Consistent outputs that can be easily parsed and stored
Explicit fields for reasoning that make the LLM’s decision-making more transparent
Simpler error handling and validation

Implementing the LLM Gateway

One of the other useful components I built was the LlmGateway class that handles all LLM interactions. It provides:

A consistent interface for prompting and response parsing
Automatic caching to reduce API costs and speed up testing
Comprehensive logging of all interactions
Structured output parsing via Instructor

This abstraction layer makes it easy to swap between different LLM providers and models. Currently, I’m using OpenRouter to access various models, but the system could easily work with OpenAI, Anthropic, or other providers.

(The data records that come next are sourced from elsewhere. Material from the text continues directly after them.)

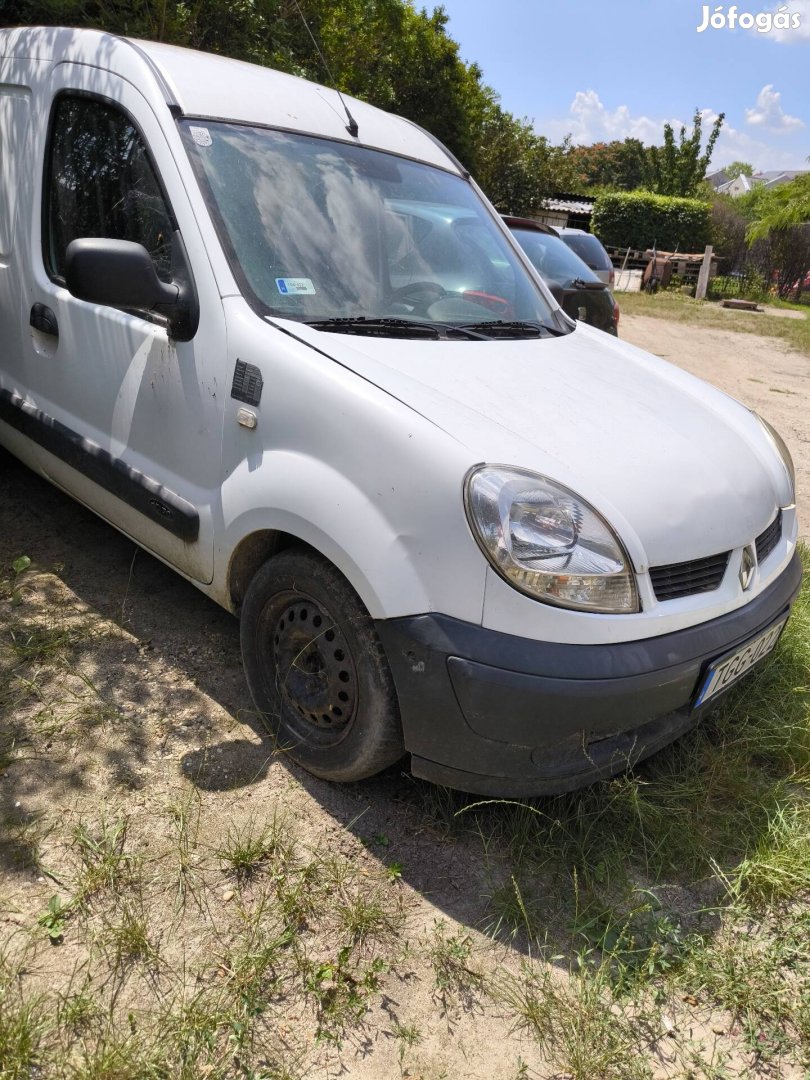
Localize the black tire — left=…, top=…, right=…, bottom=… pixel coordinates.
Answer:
left=241, top=548, right=405, bottom=781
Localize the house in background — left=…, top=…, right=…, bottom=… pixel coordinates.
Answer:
left=532, top=193, right=594, bottom=232
left=721, top=168, right=810, bottom=198
left=703, top=168, right=731, bottom=191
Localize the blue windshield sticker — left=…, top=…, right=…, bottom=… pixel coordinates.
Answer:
left=275, top=278, right=315, bottom=296
left=188, top=124, right=213, bottom=146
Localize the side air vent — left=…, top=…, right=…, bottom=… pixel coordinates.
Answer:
left=754, top=510, right=782, bottom=563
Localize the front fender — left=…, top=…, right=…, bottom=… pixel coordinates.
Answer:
left=216, top=450, right=432, bottom=619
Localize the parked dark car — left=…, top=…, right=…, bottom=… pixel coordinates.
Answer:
left=503, top=216, right=619, bottom=336
left=556, top=228, right=616, bottom=288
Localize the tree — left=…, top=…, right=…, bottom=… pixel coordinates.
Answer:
left=569, top=138, right=646, bottom=191
left=744, top=173, right=810, bottom=299
left=748, top=173, right=810, bottom=240
left=647, top=109, right=725, bottom=198
left=723, top=161, right=754, bottom=180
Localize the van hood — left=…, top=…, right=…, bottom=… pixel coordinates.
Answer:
left=273, top=320, right=791, bottom=570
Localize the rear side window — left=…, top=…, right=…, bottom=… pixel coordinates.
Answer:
left=44, top=95, right=173, bottom=280
left=563, top=232, right=613, bottom=270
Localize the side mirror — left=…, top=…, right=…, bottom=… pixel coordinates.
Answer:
left=65, top=232, right=200, bottom=341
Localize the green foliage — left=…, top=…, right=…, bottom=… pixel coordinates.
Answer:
left=37, top=895, right=70, bottom=945
left=591, top=191, right=710, bottom=252
left=748, top=173, right=810, bottom=240
left=568, top=138, right=648, bottom=191
left=647, top=109, right=725, bottom=198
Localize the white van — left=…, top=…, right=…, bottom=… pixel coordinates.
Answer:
left=0, top=29, right=800, bottom=795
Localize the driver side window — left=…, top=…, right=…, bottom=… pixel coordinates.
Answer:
left=44, top=95, right=174, bottom=280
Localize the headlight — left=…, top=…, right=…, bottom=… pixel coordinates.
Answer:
left=752, top=409, right=796, bottom=502
left=464, top=465, right=638, bottom=612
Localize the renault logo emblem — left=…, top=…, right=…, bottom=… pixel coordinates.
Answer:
left=740, top=544, right=757, bottom=592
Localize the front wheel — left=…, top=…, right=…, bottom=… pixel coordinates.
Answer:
left=241, top=549, right=405, bottom=781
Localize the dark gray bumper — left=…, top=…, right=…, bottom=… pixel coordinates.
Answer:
left=377, top=555, right=801, bottom=795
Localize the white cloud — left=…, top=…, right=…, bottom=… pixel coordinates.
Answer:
left=542, top=90, right=680, bottom=145
left=745, top=82, right=805, bottom=132
left=536, top=87, right=804, bottom=170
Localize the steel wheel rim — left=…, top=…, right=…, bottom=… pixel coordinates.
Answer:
left=267, top=592, right=357, bottom=746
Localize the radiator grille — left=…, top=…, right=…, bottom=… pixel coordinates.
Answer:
left=754, top=510, right=782, bottom=563
left=650, top=551, right=731, bottom=600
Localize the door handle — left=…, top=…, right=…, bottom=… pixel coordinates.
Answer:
left=28, top=303, right=59, bottom=337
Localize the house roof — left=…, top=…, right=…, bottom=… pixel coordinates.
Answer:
left=543, top=194, right=594, bottom=214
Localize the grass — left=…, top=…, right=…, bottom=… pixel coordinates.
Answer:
left=618, top=292, right=810, bottom=355
left=0, top=509, right=810, bottom=1080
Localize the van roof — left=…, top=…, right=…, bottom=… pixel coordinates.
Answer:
left=0, top=26, right=462, bottom=172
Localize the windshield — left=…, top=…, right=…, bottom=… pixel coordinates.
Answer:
left=180, top=120, right=553, bottom=328
left=512, top=228, right=599, bottom=287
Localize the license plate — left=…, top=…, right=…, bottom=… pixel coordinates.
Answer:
left=694, top=616, right=787, bottom=708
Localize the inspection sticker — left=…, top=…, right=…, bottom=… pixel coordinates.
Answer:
left=275, top=278, right=315, bottom=296
left=188, top=124, right=213, bottom=146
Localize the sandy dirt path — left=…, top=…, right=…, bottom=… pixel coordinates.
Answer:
left=620, top=315, right=810, bottom=540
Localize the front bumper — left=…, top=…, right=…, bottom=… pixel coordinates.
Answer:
left=376, top=554, right=801, bottom=796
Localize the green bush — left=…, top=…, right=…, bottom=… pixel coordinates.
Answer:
left=591, top=191, right=711, bottom=252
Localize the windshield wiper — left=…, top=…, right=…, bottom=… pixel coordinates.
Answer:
left=462, top=319, right=565, bottom=338
left=306, top=315, right=488, bottom=341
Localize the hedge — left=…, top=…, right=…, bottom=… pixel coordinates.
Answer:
left=591, top=191, right=711, bottom=252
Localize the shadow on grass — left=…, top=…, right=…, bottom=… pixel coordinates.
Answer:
left=0, top=447, right=810, bottom=966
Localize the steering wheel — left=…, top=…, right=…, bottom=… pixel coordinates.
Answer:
left=388, top=281, right=447, bottom=309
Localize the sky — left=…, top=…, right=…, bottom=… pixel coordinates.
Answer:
left=438, top=0, right=810, bottom=171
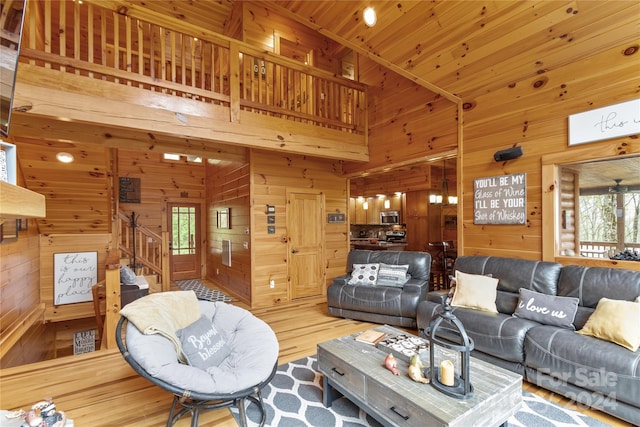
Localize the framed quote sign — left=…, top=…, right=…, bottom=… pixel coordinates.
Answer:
left=53, top=252, right=98, bottom=305
left=473, top=173, right=527, bottom=224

Conclusion: Results, Lessons, and Future Directions

After running this system for about a month, the results have been transformative. My daily digest now contains just 2-3 high-quality articles (instead of sifting through 30+ iffy articles). The system catches 90% of what I would manually select and—perhaps more importantly—filters out 95%% of what I don’t want to see.

Building this system taught me several valuable lessons about working with LLMs:

Evaluation is everything: Clear success metrics enable meaningful iteration
Human feedback matters: Even minimal input can significantly boost alignment
Binary decisions outperform scoring: Simple pass/fail decisions with explicit reasoning are more reliable han complex scoring systems

I’m actively exploring improvements: fine-tuning a model on my historical judgments, using RAG to surface only relevant past examples during evaluation, improving the summarization component, and expanding beyond Hacker News as a content source.

The full codebase is available at GitHub. If you’re overwhelmed by content and missing what really matters, building your own filter might be worth it. The tooling is ready — and the return is real.